The problem is, however, that gold sales are a revenue figure while government revenue is actually a share of gold company profits. So while the gold price received by gold mining companies has improved in line with the advance in the gold price – $1140per ounce end-2010 from $420/oz at the beginning of 2005 – profits have not kept the same trailblazing pace, largely due to cost pressures.
In any event, the imminence of a super profit or windfall tax in Tanzania seems premature. The notion of such a tax was identified as part of a five-year plan by the country’s development commission on June 7, but it was conspicuously absent in the national budget speech a day later. The proposal faces opposition party criticism in Tanzania, but it also runs the risk of unhinging regulatory confidence as both African Barrick and AngloGold Ashanti have stabilisation agreements attached to their operations which lock in tax rates.
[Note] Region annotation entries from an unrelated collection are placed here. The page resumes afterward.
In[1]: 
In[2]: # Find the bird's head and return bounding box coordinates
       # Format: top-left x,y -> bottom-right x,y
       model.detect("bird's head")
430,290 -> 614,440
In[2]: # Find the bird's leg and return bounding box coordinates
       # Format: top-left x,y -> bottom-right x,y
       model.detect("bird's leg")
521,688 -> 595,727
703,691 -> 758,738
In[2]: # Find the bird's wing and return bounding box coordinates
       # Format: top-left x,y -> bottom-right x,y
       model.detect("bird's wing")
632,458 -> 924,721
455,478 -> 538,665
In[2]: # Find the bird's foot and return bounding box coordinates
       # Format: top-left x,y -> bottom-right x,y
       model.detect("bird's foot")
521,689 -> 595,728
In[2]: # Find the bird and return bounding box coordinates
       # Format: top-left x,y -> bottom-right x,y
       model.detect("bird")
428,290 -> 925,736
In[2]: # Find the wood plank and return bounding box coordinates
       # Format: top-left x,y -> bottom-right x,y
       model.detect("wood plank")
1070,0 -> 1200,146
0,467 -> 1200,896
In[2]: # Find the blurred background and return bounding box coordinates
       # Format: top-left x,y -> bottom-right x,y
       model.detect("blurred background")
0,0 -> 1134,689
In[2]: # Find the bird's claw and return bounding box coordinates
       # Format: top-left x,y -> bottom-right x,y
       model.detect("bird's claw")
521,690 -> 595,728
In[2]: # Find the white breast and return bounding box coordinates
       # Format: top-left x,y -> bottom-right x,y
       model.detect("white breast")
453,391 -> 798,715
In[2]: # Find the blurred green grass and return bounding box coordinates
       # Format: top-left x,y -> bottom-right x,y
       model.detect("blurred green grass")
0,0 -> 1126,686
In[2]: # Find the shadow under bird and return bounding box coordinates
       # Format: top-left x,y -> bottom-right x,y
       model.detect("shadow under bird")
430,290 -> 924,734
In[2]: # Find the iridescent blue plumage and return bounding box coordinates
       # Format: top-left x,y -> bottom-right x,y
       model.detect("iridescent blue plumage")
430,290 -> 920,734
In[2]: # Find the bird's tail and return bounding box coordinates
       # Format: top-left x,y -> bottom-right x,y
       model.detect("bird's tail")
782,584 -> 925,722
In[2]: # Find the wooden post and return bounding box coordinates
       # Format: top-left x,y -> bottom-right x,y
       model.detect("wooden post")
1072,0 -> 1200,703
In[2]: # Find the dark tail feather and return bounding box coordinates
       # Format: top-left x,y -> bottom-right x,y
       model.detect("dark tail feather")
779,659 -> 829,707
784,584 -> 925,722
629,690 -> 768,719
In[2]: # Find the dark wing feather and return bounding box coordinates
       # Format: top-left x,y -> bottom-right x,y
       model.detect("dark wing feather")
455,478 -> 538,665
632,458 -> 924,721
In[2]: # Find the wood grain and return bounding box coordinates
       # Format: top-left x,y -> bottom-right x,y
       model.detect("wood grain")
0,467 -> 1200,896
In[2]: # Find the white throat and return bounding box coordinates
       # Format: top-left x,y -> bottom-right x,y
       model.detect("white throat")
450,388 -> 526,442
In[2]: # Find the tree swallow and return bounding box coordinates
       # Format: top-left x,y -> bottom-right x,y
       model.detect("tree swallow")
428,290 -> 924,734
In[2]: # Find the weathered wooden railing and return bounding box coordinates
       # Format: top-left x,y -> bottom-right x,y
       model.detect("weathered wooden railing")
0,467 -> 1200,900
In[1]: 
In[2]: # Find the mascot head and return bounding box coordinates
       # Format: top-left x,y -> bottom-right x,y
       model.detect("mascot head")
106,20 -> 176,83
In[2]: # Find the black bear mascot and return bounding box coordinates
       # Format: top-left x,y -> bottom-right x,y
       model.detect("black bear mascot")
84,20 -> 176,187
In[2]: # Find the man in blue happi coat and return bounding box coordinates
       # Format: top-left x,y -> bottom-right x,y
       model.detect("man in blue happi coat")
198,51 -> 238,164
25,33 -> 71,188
Stabilisation agreements have been challenged before. One thinks back to Zambia’s attempt to participate more in the copper price improvement in 2007. It overturned First Quantum Mineral’s stabilisation agreement at its Kansanshi copper mine, which had locked in a 0.6% royalty for 15 years in favour of a new 3% royalty.
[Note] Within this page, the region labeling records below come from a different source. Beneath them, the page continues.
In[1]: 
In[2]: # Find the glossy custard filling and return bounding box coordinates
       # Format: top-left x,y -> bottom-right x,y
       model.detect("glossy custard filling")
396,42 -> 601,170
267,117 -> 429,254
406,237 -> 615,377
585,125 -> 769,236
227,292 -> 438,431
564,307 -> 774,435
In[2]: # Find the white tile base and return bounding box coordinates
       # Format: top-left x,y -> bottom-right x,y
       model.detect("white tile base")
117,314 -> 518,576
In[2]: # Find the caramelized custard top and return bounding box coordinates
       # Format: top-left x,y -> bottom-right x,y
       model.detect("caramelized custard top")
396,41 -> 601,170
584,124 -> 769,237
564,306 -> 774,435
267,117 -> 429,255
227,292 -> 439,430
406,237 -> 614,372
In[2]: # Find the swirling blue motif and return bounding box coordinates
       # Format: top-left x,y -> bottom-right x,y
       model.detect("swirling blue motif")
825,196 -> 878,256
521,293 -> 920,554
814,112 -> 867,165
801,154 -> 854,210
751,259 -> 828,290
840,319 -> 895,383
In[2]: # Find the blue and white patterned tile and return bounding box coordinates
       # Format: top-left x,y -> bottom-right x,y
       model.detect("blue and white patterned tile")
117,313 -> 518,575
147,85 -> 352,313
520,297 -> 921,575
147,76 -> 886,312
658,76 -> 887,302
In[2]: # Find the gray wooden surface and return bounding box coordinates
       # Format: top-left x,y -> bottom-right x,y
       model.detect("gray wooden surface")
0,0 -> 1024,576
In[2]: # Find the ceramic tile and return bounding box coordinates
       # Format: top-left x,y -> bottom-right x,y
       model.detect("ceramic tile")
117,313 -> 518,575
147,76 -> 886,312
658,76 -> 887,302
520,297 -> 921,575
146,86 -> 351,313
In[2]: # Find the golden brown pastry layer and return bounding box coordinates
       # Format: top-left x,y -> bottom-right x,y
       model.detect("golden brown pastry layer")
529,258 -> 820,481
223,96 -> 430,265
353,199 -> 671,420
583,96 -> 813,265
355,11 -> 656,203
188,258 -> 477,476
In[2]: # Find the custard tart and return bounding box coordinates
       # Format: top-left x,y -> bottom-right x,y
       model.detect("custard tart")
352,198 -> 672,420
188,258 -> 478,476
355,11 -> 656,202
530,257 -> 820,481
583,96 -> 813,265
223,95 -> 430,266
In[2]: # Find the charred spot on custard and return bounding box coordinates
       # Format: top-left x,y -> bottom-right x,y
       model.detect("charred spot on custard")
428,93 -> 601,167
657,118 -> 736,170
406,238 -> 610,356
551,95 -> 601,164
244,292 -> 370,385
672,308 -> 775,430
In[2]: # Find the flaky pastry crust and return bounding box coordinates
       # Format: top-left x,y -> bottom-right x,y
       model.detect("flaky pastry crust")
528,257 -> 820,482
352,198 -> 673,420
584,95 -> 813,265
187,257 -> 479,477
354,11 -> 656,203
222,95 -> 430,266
Michael Sata, a presidential candidate from the Patriotic Front, commented in September that lower royalties should be applied because the higher royalty had only alienated investors. The proposed changes had First Quantum considering legal action and proved messy. For a country which like Tanzania is keen to attract more investment, it seems an unwise move, one assumes.
Peru is an unknown prospect, South Africa continues to bewilder with its fascination with nationalisation, but Tanzania represents a more reliable district, analysts think. “Whilst we would not rule out higher taxes in the future, we do not see the risk to ABG [African Barrick] in this respect being materially higher than in other jurisdictions,’ said UK stockbroker Numis in a note on Thursday morning. “We continue to believe that Tanzania is towards the lower risk end of the spectrum.’